Wednesday, March 04, 2009
Blogging the Starry Messenger - The Moon
Having described the telescope, Galileo then turns to describing the Moon as seen through his new instrument. This section shows the puzzlement, if not the initial incomprehension, Galileo had when he first viewed the Moon at magnification.
We are used to the idea of craters and mountains on the Moon, but when Galileo first looked, the accepted idea was that all celestial bodies were perfect. The dark splotches so prominent to our unaided eye view were explained in various ways that left the Moon a perfect, unblemished sphere.
Now, Galileo more than most was in a position to realise that if the Earth was a planet, as Copernicus thought, then all planets, such as the Moon, might have features similar to those on Earth. But also recall this was the first time a world had been viewed from such a perspective, with a telescope of roughly 15x magnification, with lenses that had spherical and chromatic aberration, and without our fancy telescope mounts.
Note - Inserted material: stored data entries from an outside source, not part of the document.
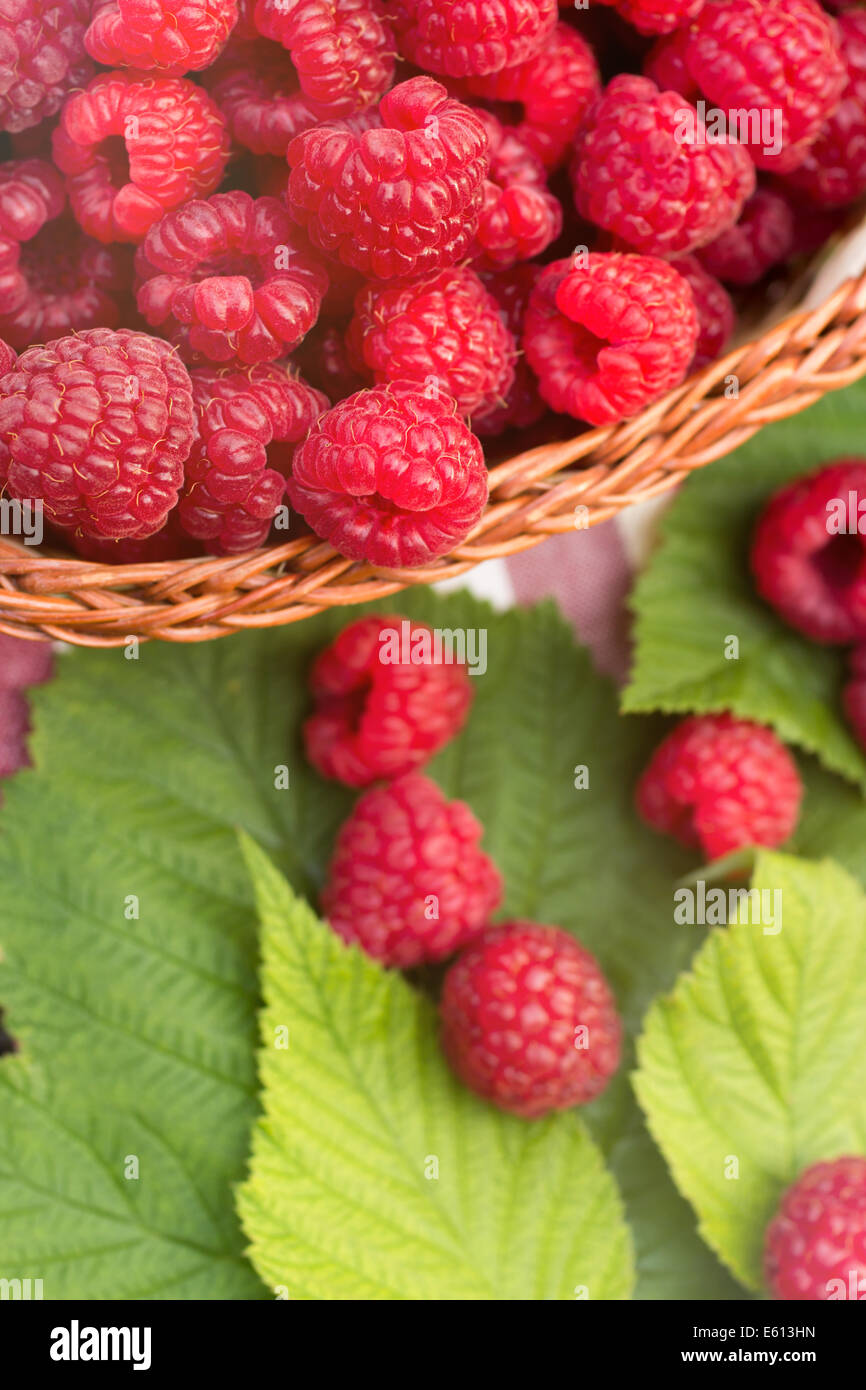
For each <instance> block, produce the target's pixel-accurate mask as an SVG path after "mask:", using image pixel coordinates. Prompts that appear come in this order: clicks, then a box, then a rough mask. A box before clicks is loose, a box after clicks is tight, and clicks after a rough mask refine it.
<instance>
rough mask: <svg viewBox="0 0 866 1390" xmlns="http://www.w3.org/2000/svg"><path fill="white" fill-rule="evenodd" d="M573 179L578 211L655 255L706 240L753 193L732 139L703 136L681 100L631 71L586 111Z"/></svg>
mask: <svg viewBox="0 0 866 1390" xmlns="http://www.w3.org/2000/svg"><path fill="white" fill-rule="evenodd" d="M573 178H574V193H575V200H577V208H578V211H580V213H581V215H582V217H585V218H588V220H589V221H591V222H595V225H596V227H603V228H606V229H607V231H609V232H612V234H613V235H614V236H617V238H621V240H624V242H627V243H628V245H630V246H634V247H635V249H637V250H639V252H648V253H651V254H656V256H680V254H684V253H687V252H694V250H695V249H696V247H698V246H705V245H706V243H708V242H712V240H713V239H714V238H716V236H719V235H720V234H721V232H724V231H726V229H727V228H728V227H733V224H734V222H735V221H737V218H738V217H740V213H741V211H742V207H744V204H745V200H746V197H749V195H751V193H753V190H755V165H753V164H752V160H751V158H749V156H748V154H746V152H745V150H744V149H742V147H741V146H740V145H737V143H735V142H716V140H710V139H708V132H706V126H705V124H703V121H702V118H701V114H699V111H698V110H696V108H695V107H691V106H689V104H688V103H687V101H685V99H684V97H681V96H678V95H677V93H676V92H659V90H657V88H656V86H655V83H653V82H651V81H649V78H641V76H632V75H630V74H626V75H623V76H617V78H614V79H613V82H610V85H609V86H607V88H606V90H605V93H603V96H602V97H601V100H599V101H598V103H596V104H595V106H594V107H592V110H591V111H589V114H588V117H587V120H585V122H584V126H582V131H581V135H580V139H578V143H577V150H575V160H574V168H573Z"/></svg>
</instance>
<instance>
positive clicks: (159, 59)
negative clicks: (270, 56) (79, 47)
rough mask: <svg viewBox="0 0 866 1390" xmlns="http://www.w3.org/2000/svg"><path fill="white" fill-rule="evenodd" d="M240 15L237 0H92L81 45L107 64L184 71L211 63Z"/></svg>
mask: <svg viewBox="0 0 866 1390" xmlns="http://www.w3.org/2000/svg"><path fill="white" fill-rule="evenodd" d="M236 19H238V0H195V3H190V0H95V3H93V18H92V19H90V28H89V29H88V32H86V33H85V47H86V50H88V53H89V54H90V57H92V58H96V61H97V63H104V64H106V67H108V68H115V67H117V68H139V70H140V71H147V72H149V71H157V72H163V74H164V75H165V76H183V74H185V72H197V71H200V70H202V68H206V67H209V65H210V64H211V63H213V61H214V58H215V57H217V54H218V53H220V50H221V49H222V46H224V44H225V42H227V39H228V36H229V33H231V31H232V28H234V25H235V24H236Z"/></svg>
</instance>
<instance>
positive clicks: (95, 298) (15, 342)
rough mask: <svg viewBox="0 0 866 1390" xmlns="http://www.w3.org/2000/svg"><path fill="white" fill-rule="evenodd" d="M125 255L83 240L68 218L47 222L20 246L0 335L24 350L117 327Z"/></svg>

Given all this, it is a wonder that Galileo was able to describe and sketch the Moon as he did. Reading his account, you can almost hear the gears in his head grinding as he tries to make sense of the patches of light and dark revealed by his telescope.
First he briefly describes the light and dark patches that people knew for millennia from their nightly views of the sky. Then he goes on to describe things no one has seen before:
On the fourth or fifth day after new moon, when the moon is seen with brilliant horns, the boundary that divides the shaded part form the lighted part does not uniformly run along an oval line, as would happen on a perfectly spherical solid, but traces out an uneven, rough and very wavy line as shown in the figure below. Indeed, many luminous projections extend beyond the border into the darker part, while on the other hand some dark patches invade the illuminated part. Moreover, a great multitude of small scattered dark spots, entirely separated from the dark region, are scattered almost all over the area illuminated by the sun, excepting only that part occupied by the large and ancient spots [the large dark patches that can be seen with the unaided eye IFM]Slowly, painstakingly, Galileo describes the effects of sunrise, the appearance of the Moon during different phases. You can see him trying to build a picture of a world that has never been glimpsed before. He also had to convince his audience that what he saw was not mere illusion, an artefact of the telescope. This was not so absurd as it seems to us today. Telescopes were new, and did suffer from chromatic and other aberrations (and even today internal reflections can generate phantom objects). Still, as you can see from one of Galileo's illustrations compared to a modern photograph, for a hand held 15x instrument, he did quite well in accurately depicting the Moon's features (the big crater is today known as Albategnius, it's size is exaggerated due to issues in producing the woodcuts that made the illustrations for the Staryy Messenger).
Let us note particularly that the said small spots agree always in having their darker parts directed towards the sun, while on the other side, opposite the sun they are crowned with bright contours, like shining summits.
Galileo did more than just describe. He used geomtery to show that these objects must have sustantial size, and indeed were towering mountains. Some of his explanation seem a bit strange to us today, such as positing an atmosphere to the Moon to explain why you can't see peaks and ridges on the limb of the Moon (rather than it being mostly an effect of our eyes being unable to resolve these small features). Still by the end he has convince at least me that the Moon is not a prefect cellestial sphere, by a world that can be compared to our own.
The notion that the Moon was not perfect was quite shocking, and some peopel refused to accept this, even some who accepted the existance of the Galilean satellites of Jupiter still refused to accept that the Moon had mountains and craters.
That the Moon was a world was quite a subversive notion, and part of the process of demolishing Aristotilean physics neccescary fro acceptig a heliocentric system. If the Moon is a body like Earth, and not a special cellstial object, then Earth can be a planet just like the others, and not be placed in a priveleged postion.